Articles - Outside The Court

The Sunday Times, AA Gill (6th Feb 2011)
The best programme of the week was 'Outside the Court,' based on a simple idea: standing outside the magistrates court and asking the people going in and out why they're there and what got them there. What emerges is a provoking, touching, funny, smart and occasionally pitiful series of vignettes that are presented with care, consideration and dignity. It was made by Marc Isaacs, who specializes in direct questions and straitened circumstances. He made a marvelous documentary in a lift many years ago. There was a tweedy movement, a pipe-sucking argument that the real purpose of television should be not to entertain as many people as possible, but to allow the voices and stories of people who rarely get asked or heard to be broadcast to as many people as possible. Television should be the culture of those who have never had a culture made for them or about them. That still sounds fine and worthy, but of course it depended on who got to hold the camera and do the editing; it was all in the mediation. In the case of Outside the Court, that was done scrupulously. There was even a cameraman filming the cameraman: there was never any deception.

The Scotsman, Paul Whitelaw. 2nd Feb 2011
'a rawly emotional documentary…..it illustrated the truism that every face in the crowd has a story to tell. It's just that some have bigger mountains to climb – or mires to sink into – than others….Isaacs, whose work is renowned for its social conscience, succeeded in putting a forlorn human face to Britain's petty crime statistics, presenting shades of grey behind the binary assumptions that some might make.

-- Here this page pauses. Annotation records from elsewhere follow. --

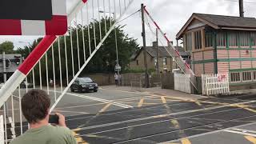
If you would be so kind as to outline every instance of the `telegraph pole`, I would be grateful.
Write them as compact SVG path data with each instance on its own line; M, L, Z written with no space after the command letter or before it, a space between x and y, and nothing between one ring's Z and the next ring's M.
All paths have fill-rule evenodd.
M145 19L144 19L144 5L142 4L142 39L143 39L143 54L144 54L144 65L145 65L145 87L150 87L149 74L147 70L146 52L146 33L145 33Z
M243 0L239 0L239 14L240 17L244 17Z
M158 75L159 75L159 54L158 54L158 29L156 28L156 38L157 38L157 41L156 41L156 48L157 48L157 66L158 66Z

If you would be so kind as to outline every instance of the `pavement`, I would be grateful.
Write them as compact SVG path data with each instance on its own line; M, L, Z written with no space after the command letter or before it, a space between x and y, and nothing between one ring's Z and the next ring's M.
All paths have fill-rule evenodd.
M52 101L58 90L50 90ZM108 86L97 93L68 92L54 111L66 116L78 143L250 144L256 142L255 100Z

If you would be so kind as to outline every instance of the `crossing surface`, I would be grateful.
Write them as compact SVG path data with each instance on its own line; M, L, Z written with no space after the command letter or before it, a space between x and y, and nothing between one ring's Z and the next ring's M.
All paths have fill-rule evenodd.
M80 143L251 143L256 136L254 129L237 127L256 129L254 95L182 100L108 90L68 94L63 100L70 105L55 110L69 115L66 124Z

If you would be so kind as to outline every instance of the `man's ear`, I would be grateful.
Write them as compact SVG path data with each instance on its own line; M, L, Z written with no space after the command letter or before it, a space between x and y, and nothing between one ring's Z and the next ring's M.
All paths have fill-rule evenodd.
M47 109L47 115L50 115L50 109Z

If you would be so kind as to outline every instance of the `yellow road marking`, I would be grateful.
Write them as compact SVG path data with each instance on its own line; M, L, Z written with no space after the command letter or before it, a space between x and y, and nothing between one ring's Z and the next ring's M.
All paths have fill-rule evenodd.
M84 141L82 137L80 137L79 134L76 133L77 131L81 130L80 128L74 129L72 130L73 130L72 134L75 137L75 140L77 141L78 143L89 144L88 142Z
M199 102L199 101L198 101L198 100L196 100L195 102L194 102L197 105L198 105L198 106L202 106L202 104Z
M162 103L166 103L166 100L165 97L162 96L161 100L162 100Z
M245 136L245 138L254 144L256 144L256 138L252 136Z
M121 102L123 104L134 104L134 102ZM151 103L151 102L143 102L144 105L156 105L156 104L159 104L159 103Z
M172 119L170 122L174 126L175 129L179 129L179 123L176 119Z
M142 98L138 104L138 107L141 107L143 105L143 102L144 102L144 98Z
M101 110L99 110L99 113L103 113L103 112L106 111L106 109L108 109L110 106L111 106L111 103L109 103L109 104L106 105Z
M191 144L190 141L188 138L182 138L182 144Z
M68 110L53 110L53 112L61 112L61 113L75 113L75 114L90 114L90 113L86 113L86 112L68 111Z

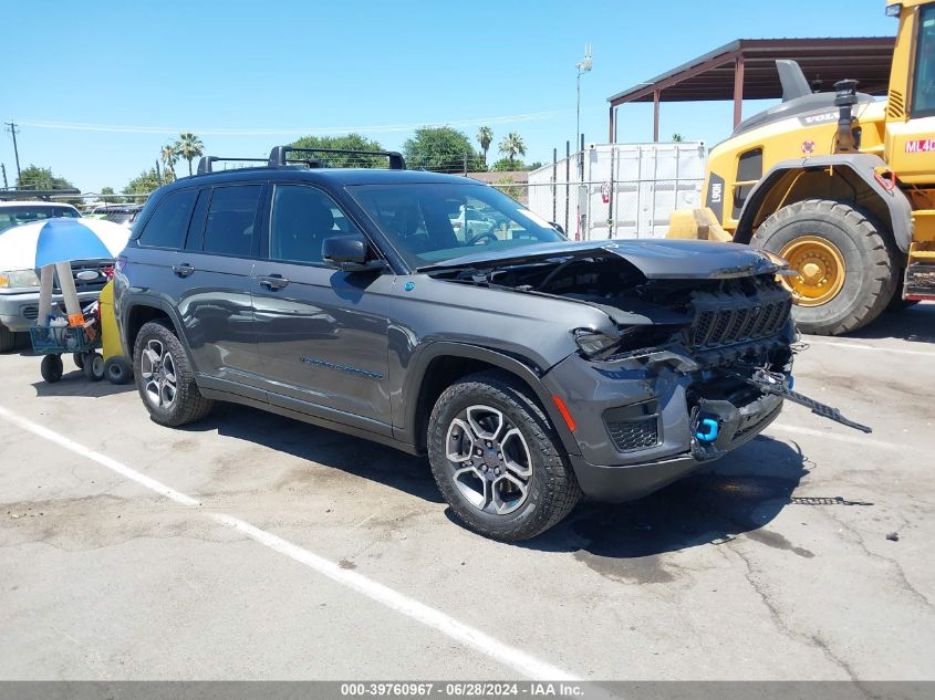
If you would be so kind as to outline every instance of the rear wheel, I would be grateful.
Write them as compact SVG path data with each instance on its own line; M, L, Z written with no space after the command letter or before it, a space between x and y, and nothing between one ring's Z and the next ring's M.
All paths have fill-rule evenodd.
M458 520L495 540L544 532L581 495L544 411L506 373L470 375L441 394L429 419L428 458Z
M882 224L854 207L807 199L769 217L751 244L786 258L792 315L804 333L839 335L866 325L898 284L896 253Z
M200 420L212 401L201 396L181 343L167 322L150 321L136 336L133 374L143 404L162 426Z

The Times, David Chater. (29th Jan, 2011)
Marc Isaacs is one of the most distinctive filmmakers working in British television. Ten years ago he made an extraordinary little documentary called Lift. It involved spending weeks filming people getting in and out of a lift, which he edited into a masterpiece of quiet observation. His latest film adopts a similar approach….Isaacs has an astounding gift for getting people to speak openly; he has the eye of a cinematographer, an ear as sharp as Alan Bennett's and the courage to move at a measured pace. The result is a mesmerizing film, rich in insight and humanity, that warns of the dangers of making snap judgments about anyone.

The Guardian, Stuart Jeffries
Outside the Court (BBC4) could have been exploitative, but was mostly tender, occasionally beautiful and had me crying for an hour.

The Times, Sarah Vine
When it comes to film- making, there is a fine line between voyeurism and legitimate reportage. Shows that simply point and laugh are not worthy of the genre: they are entertainment pure and simple, and a particularly unpleasant form at that. The ones that really make a difference are those that get inside their subjects without altering them or goading them into certain types of behaviour; those that challenge rather than reinforce prejudice. These are an education as well as entertainment, which is what it's all about. On the face of it, BBC Four's Justice: A Citizen's Guide season may not seem like a must-watch. But if this programme was anything to go by, it could turn out to be a shining example of the kind of public service broadcasting that lies at the heart of Auntie's remit. Gripping, relevant, challenging: Marc Isaacs' Outside the Court was all of these things. It was a simple idea, elegantly executed. This may have been a film about the down and outs of London, but in Isaacs' hands it became a rather beautiful thing: all these tragic, invisible lives brought gently into focus by his lens. It was sad, but also in many ways deeply compassionate; an opportunity for the viewer to stop and contemplate the kind of small personal tragedies that all too often go unnoticed. His technique was remarkably simple: a polite approach and a sympathetic ear.